# Insulating around waste pipe?



## Windows on Wash (Aug 30, 2011)

I am guessing you are over a crawl space vs. a basement?

When the flange goes on, it should be tight to the floor and sealed to the subfloor.

If you want to seal it in the meantime, stuff a plastic bag around it or some batt insulation if you have some around. The trash bag option is usually much more readily available.


----------



## JenD* (Nov 17, 2012)

*Plastic bags are a lifesaver*

Thanks for writing! We actually have used plastic bags stuffed around the pipe as we work in that room, and yep, they work wonders.

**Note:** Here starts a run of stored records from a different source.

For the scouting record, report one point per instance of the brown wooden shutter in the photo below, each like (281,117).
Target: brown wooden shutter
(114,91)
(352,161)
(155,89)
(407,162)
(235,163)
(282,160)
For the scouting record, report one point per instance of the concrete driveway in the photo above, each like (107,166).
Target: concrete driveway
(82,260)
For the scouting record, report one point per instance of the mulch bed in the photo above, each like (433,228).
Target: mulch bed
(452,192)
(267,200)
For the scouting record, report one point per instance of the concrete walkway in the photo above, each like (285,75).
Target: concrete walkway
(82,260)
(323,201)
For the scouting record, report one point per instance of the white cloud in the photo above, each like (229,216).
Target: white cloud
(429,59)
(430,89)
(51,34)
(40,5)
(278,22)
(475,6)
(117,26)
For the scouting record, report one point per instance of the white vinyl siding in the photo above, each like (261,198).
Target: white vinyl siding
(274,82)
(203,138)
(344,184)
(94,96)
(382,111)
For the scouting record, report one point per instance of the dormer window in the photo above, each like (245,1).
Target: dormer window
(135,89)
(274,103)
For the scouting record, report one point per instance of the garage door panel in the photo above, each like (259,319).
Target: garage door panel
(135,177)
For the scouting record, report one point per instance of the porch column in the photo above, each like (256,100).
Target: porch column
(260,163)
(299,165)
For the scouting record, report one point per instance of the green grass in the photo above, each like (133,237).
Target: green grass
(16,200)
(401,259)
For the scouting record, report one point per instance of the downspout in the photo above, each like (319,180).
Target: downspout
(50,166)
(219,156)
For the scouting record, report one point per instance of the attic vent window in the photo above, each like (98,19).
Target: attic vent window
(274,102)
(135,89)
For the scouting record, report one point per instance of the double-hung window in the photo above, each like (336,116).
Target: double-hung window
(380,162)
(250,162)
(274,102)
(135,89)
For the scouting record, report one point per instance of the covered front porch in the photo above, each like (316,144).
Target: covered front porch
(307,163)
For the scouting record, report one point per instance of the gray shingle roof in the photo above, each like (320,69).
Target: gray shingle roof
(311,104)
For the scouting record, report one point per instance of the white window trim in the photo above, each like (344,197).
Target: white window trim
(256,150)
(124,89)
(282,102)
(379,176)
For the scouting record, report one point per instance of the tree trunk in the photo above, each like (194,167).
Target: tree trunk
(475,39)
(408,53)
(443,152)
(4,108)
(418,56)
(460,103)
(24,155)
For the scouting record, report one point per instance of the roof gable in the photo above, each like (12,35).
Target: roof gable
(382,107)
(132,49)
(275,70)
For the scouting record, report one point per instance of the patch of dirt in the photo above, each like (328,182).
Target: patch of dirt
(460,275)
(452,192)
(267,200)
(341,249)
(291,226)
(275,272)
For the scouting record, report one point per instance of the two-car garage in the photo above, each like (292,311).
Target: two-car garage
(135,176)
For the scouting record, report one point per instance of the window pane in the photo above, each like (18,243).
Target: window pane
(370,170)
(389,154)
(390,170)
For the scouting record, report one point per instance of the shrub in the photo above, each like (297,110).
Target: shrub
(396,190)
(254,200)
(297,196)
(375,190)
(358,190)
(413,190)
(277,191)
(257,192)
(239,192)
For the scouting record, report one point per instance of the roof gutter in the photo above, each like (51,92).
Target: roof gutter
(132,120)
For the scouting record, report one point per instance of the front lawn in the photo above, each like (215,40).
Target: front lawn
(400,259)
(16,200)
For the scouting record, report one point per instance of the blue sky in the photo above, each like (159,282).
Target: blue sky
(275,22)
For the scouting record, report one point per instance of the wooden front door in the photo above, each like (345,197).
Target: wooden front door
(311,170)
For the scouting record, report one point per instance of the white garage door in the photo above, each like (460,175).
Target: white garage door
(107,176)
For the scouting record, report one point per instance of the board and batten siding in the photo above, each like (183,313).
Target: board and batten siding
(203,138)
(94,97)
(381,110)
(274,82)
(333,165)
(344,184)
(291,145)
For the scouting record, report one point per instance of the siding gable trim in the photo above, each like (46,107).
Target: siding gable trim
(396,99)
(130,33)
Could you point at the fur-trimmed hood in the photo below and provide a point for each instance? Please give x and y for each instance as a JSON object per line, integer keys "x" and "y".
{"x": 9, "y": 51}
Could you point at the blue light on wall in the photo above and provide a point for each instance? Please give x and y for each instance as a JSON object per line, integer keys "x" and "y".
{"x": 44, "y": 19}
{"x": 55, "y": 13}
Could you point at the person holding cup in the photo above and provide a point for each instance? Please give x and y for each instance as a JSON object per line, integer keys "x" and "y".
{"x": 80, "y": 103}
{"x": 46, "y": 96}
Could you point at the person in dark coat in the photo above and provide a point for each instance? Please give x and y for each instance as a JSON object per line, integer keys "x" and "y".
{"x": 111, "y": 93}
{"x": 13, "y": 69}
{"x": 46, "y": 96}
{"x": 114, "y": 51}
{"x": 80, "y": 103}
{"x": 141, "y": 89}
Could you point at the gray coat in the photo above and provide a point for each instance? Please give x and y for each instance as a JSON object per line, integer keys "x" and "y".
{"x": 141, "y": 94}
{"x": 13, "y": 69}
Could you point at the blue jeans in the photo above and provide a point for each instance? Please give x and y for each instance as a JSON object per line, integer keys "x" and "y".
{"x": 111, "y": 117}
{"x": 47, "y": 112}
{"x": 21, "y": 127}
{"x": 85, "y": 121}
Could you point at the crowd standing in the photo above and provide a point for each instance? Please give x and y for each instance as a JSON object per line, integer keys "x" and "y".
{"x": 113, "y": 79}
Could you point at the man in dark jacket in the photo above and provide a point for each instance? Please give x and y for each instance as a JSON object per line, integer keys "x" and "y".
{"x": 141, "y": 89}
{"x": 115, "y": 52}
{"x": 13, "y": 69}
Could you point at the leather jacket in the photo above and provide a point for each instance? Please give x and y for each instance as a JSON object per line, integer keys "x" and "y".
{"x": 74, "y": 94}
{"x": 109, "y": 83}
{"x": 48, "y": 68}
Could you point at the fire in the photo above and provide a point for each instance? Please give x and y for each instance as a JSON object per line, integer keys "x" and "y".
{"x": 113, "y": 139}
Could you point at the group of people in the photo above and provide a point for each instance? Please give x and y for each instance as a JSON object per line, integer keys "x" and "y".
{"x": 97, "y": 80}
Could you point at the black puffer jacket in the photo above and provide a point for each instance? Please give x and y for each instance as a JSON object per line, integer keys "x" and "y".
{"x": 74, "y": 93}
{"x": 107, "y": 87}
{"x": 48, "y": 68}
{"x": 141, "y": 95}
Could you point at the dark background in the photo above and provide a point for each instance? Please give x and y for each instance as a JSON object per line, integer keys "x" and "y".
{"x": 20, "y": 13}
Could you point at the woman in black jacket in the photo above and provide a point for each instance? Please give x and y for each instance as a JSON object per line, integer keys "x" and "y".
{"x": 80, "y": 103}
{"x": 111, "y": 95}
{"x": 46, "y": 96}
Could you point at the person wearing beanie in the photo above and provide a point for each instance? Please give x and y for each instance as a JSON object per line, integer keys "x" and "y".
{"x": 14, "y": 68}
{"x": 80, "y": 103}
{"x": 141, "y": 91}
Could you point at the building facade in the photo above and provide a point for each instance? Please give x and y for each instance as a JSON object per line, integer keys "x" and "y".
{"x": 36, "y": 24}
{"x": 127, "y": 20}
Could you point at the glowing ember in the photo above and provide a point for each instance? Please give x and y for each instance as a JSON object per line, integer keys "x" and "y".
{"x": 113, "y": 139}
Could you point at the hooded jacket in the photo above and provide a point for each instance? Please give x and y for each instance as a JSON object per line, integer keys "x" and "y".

I understand that flange should be installed thru the new tile/backerboard, but since it was not previously (the existing vinyl was installed just up to the flange decades ago, it looks like) I am concerned that will be the case again this time for some unknown reason. If this is what has to happen, is it okay to just leave the plastic bags in there over time, do you think? I am guessing/hoping there wouldn't be a mold issue with the plastic? Happy to get some batt to do the same thing if you think that is a better solution.


----------



## Windows on Wash (Aug 30, 2011)

Is that space over a crawl space?

The bigger issue is that there is no insulation or air barrier down there if so.

Look up all the crawl space threads here on this forum and you will get some ideas on how to improve that insulation schedule. That has to be fixed up a well or you are going to have an ice cold bathroom/toilet.
http://www.youtube.com/watch?v=07h2O496kyU


----------